In trying to avoid the Charlie Sheen cesspool, I missed the news as well as Eugene Robinson’s editorial about these hearings. But the sad fact is that these days the hard-hitting news isn’t so easy to come by while the sludge sorta’ rises to the top … much like gaseous waste.
And here’s a question … how is Congresswoman Gabby Giffords? You know, the victim of the tragic shooting in Tucson? Ironically, a story just posted today by our friends over at Politico. http://www.politico.com/news/stories/0311/51123.html
Obviously, THAT news is buried by the earthquake today, but the question occurs to me, “How many of us have thought of her since her last condition update in late January?” And what does that say about our willingness to just follow the news cycle and flush everything else?
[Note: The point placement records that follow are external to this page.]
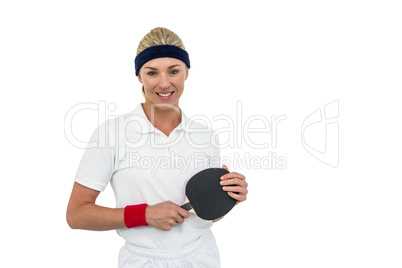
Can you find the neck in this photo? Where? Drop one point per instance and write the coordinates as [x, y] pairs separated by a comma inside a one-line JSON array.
[[163, 117]]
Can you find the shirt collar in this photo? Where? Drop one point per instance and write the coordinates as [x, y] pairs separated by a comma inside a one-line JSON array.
[[147, 127]]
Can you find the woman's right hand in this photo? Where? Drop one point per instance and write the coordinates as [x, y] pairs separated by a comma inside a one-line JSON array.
[[165, 215]]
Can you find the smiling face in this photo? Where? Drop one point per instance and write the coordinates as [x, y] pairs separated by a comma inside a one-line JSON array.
[[163, 80]]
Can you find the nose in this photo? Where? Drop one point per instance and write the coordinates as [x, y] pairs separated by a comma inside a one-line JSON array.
[[164, 81]]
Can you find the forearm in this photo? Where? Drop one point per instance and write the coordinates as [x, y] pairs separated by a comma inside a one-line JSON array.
[[90, 216]]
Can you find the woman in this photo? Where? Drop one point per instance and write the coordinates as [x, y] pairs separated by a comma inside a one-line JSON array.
[[147, 156]]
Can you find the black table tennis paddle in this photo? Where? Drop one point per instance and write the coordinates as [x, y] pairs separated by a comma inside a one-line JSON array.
[[205, 196]]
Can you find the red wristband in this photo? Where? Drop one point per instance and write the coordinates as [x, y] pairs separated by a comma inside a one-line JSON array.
[[134, 215]]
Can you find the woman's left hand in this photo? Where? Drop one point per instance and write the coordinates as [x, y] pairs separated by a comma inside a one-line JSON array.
[[235, 184]]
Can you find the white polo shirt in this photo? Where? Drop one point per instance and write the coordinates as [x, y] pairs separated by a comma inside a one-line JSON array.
[[143, 165]]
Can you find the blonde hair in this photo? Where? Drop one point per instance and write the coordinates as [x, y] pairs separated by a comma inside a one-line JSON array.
[[159, 36]]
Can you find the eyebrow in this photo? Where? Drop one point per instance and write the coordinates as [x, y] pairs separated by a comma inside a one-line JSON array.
[[170, 67]]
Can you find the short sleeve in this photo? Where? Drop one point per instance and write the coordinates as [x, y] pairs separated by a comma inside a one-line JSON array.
[[97, 164]]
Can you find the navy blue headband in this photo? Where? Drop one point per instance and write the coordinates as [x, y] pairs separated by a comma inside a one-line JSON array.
[[160, 52]]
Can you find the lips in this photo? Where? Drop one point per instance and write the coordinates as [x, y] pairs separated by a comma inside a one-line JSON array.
[[166, 95], [163, 94]]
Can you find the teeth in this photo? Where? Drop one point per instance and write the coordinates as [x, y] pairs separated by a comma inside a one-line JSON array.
[[165, 95]]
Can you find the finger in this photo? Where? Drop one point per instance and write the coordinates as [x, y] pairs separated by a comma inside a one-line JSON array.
[[234, 181], [236, 189], [233, 175], [238, 197]]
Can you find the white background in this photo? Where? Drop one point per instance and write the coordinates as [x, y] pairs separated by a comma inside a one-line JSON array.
[[275, 57]]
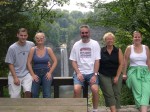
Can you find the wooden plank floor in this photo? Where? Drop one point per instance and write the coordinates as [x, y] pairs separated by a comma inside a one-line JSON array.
[[43, 105]]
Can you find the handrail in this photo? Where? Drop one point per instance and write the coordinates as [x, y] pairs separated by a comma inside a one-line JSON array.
[[57, 81]]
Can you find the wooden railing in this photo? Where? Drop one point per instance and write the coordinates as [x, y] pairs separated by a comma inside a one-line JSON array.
[[57, 81]]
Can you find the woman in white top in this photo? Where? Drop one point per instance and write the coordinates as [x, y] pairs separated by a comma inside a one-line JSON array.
[[138, 75]]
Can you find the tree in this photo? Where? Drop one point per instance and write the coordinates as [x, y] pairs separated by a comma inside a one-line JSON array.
[[23, 13], [124, 16]]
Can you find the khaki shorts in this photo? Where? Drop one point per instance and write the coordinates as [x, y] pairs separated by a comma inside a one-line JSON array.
[[25, 83]]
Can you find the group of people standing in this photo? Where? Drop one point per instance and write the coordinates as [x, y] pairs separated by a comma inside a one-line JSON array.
[[30, 67]]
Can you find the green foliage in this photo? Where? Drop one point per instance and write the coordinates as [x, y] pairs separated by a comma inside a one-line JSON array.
[[101, 99], [125, 15]]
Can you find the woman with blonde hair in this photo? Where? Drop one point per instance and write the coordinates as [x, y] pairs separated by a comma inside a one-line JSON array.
[[42, 75], [138, 75], [110, 69]]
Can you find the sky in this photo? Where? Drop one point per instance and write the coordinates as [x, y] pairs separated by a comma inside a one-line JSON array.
[[72, 6]]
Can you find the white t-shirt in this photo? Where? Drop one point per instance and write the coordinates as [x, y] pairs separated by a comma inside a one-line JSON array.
[[138, 59], [85, 55], [17, 55]]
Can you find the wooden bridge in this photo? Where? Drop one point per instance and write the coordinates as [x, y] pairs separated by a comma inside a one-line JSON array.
[[55, 104]]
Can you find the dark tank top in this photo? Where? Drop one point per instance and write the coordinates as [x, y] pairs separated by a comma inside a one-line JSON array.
[[109, 63], [41, 62]]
We are a fickle bunch, the consumer public; we are drawn to “the next big headline” like moths to a flame … and we waste no time in weighing in with our opinions. Angry. Abrasive. Off with their heads … And all that. We don’t need to look far to see it … the war of words and emotions between state legislators provides an angry, too-close-for-comfort illustration.
It makes me tired. More disturbingly, I know I’m not alone when I say, it just makes me turn on something else or turn off the news altogether. And if I, a self-professed nerdy news addict feels this way, what ‘s happening to the majority of the population? As one of my best friends from college – a high-powered, well-paid senior level executive for a major retailer says, “All I read in the Sunday paper is the ads.” And I know SHE is not alone.
Look, like we need to take responsibility for our own health needs and our own retirement plans, we need to take control of our own knowledge. We cannot sit idly by and allow the news networks (helloooo, the major corporations in America own the networks … have you READ Ayn Rand?) to chart our course of knowledge.
Let us not be observers of our destiny. We must be active participants.